# taz.de -- Kali & Schmutz: Salz-Poker verloren
       
       > Salzhersteller K+S will Abfälle lieber per Pipeline nach Niedersachsen
       > schicken als weitere Weser-Versalzung zu verhindern
       
 (IMG) Bild: Fortschritt: Statt in die Werra will K+S seine Abwasser künftig bis in die Weser leiten
       
       HANNOVER taz | Die Versalzung der Weser sorgt für Ärger in Niedersachsens
       rot-grüner Regierungskoalition. Der SPD-Abgeordnete Ronald Schminke sagte
       der taz, der grüne Umweltminister Stefan Wenzel habe bei den
       länderübergreifenden Verhandlungen zum „Masterplan Salzreduzierung“, der
       die Belastung der Flüsse Werra und Weser bis 2027 halbieren soll, schlecht
       gepokert. Der Grüne habe damit gegen von der Opposition mitgetragene
       Landtagsbeschlüsse verstoßen.
       
       Das Landesparlament habe sich klar gegen die sogenannte Oberweserpipeline
       ausgesprochen, mit der der hessische Salz- und Düngemittelproduzent K+S
       umweltschädliche Salzlaugen am hochbelasteten Fluss Werra vorbei kurz vor
       der niedersächsischen Landesgrenze in die Weser leiten will, ärgert sich
       Schminke.

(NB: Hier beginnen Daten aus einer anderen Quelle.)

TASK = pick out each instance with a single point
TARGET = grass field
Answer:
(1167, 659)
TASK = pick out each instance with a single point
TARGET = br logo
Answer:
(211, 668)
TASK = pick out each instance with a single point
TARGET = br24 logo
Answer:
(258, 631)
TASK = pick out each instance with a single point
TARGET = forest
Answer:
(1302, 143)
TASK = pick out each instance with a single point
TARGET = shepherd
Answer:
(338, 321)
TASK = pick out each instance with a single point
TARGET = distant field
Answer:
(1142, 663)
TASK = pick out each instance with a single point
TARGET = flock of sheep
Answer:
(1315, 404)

In dem Masterplan, den Wenzel mit seinen grünen
       UmweltministerkollegInnen aus Hessen, Nordrhein-Westfalen, Bremen und
       Thüringen ausgehandelt hat, taucht das Abwasserrohr, mit dem K+S seine
       Abfälle den Niedersachsen vor die Füße kippen will, trotzdem als Option
       auf.
       
       „Bis 2018“ ist in dem „detaillierten Maßnahmenprogramm“, das der taz
       vorliegt, die „Planung und Vorbereitung eines Genehmigungsverfahrens zum
       Bau eines Werra-Bypasses“ vorgesehen – mit der Inbetriebnahme sei
       „gegebenenfalls 2021“ zu rechnen. Eine „Mogelpackung“ sei der Masterplan
       deshalb, kritisiert Sozialdemokrat Schminke, der selbst aus Hann. Münden an
       der Oberweser stammt. Ähnlich äußern sich auch die Umweltschützer der
       Werra-Weser-Anrainerkonferenz: Umweltminister Wenzel habe seine hessische
       Kollegin und Parteifreundin Priska Hinz, „aber nicht die Umwelt“ geschützt,
       poltern sie – die „Verklappung der K+S-Abwässer“ sei jetzt „behördenwirksam
       abgesichert“.
       
       Denn die in einer schwarz-grünen Koalition regierende Hinz steht massiv
       unter Druck. K+S ist der größte Salzhersteller der Welt, bietet im
       strukturschwachen Nordhessen mehr als 5.000 gut bezahlte Arbeitsplätze. Zur
       Gewinnoptimierung entsorgt der Konzern seit mehr als 100 Jahren Millionen
       Kubikmeter Abfälle über die Flüsse Werra und Weser – oder verpresst die
       stark salzhaltigen Abwässer direkt in den Boden. Die Folge sind massive
       Umweltschäden (siehe Kasten).
       
       Doch der Grüne Wenzel will die koalitionsinterne Kritik nicht auf sich
       sitzen lassen. Die Salzpipeline sei gegen den Willen Niedersachsens in den
       Masterplan gelangt, argumentiert sein Ministerium – für den Fall, dass
       andere Maßnahmen wie eine Einlagerung unter Tage nicht umsetzbar seien.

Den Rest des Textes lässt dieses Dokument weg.